The Nets’ projected opening-night starting lineup reads like an exhibition all-star team: point guard Deron Williams, shooting guard Joe Johnson, small forward Paul Pierce, power forward Kevin Garnett and center Brook Lopez. The second unit, on paper, is arguably the best in the league and includes point guard Shaun Livingston, shooting guard Jason Terry and forwards Kirilenko, Reggie Evans and Andray Blatche.
Exactly how the Nets are going to fit all those pieces together falls to Kidd and his top assistant, Lawrence Frank, who has had head coaching stints with the New Jersey Nets and, most recently, the Detroit Pistons. With such a veteran team, it shouldn’t be too difficult.
“Our owner wants to win, so my job is whatever pieces he gives me, I have to coach them,” Kidd said. “So I’m excited about it.”
Of course, recent history suggests mega-teams run into trouble in their first seasons — such as the 2011 Heat and 2013 Los Angeles Lakers — but Kidd isn’t worried about the increased scrutiny that comes with melding a team of superstars on the fly in a major media market. Pressure? That’s just a word for reporters.
“Y’all use the word pressure,” Kidd said. “It’s a game of challenges, of ups and downs and runs, so I’m not looking at it as a pressure situation. I’m embracing the challenge, and that’s what it is.”

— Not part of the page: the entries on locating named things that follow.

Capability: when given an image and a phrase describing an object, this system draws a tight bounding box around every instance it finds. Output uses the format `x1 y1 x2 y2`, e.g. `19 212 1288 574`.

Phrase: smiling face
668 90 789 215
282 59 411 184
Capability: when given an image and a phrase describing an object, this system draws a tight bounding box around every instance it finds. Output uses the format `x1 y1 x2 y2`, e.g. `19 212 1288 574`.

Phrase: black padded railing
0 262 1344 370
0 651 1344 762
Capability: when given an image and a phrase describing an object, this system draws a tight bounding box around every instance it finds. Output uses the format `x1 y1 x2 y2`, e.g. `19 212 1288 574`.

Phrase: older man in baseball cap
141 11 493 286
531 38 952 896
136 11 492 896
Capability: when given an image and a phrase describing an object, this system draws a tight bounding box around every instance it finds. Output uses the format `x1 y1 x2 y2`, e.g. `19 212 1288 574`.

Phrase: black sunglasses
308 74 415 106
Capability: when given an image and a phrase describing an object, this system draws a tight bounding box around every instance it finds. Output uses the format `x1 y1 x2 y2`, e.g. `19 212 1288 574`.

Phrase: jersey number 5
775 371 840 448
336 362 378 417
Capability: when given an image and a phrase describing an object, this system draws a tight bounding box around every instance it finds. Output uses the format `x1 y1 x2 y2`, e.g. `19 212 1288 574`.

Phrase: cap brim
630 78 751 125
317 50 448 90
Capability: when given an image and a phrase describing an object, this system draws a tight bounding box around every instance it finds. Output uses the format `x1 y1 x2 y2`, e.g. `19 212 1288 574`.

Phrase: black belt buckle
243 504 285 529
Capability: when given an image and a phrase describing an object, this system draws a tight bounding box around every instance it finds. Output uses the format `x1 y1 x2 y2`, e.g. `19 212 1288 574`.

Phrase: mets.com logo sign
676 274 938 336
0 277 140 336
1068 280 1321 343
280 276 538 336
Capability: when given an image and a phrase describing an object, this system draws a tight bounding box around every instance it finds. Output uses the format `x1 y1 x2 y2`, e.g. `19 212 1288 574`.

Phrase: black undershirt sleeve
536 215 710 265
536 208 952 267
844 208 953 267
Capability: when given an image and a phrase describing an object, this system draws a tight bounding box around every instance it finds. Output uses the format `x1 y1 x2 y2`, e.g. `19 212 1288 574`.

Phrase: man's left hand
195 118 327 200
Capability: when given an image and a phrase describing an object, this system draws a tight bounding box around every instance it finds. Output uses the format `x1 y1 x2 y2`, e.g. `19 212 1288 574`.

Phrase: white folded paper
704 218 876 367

The challenge is clear — defeat and conquer the Heat and, as he owner likes to say, “capture the title” — and whether Kidd wants to admit it or not, the pressure is already building.
“Our roster isn’t set yet, so for us, we have to worry about ourselves and not the Heat,” Kidd said a few minutes before the Kirilenko signing was made public. “They’re the defending champs, and the road to trying to win an NBA championship goes through them, but we have to worry about ourselves.
“We’ll worry about the Heat if we face them in, like, the conference finals or anytime during the playoffs, but right now we’ve got to get ready for a lot of new guys to understand the new system.”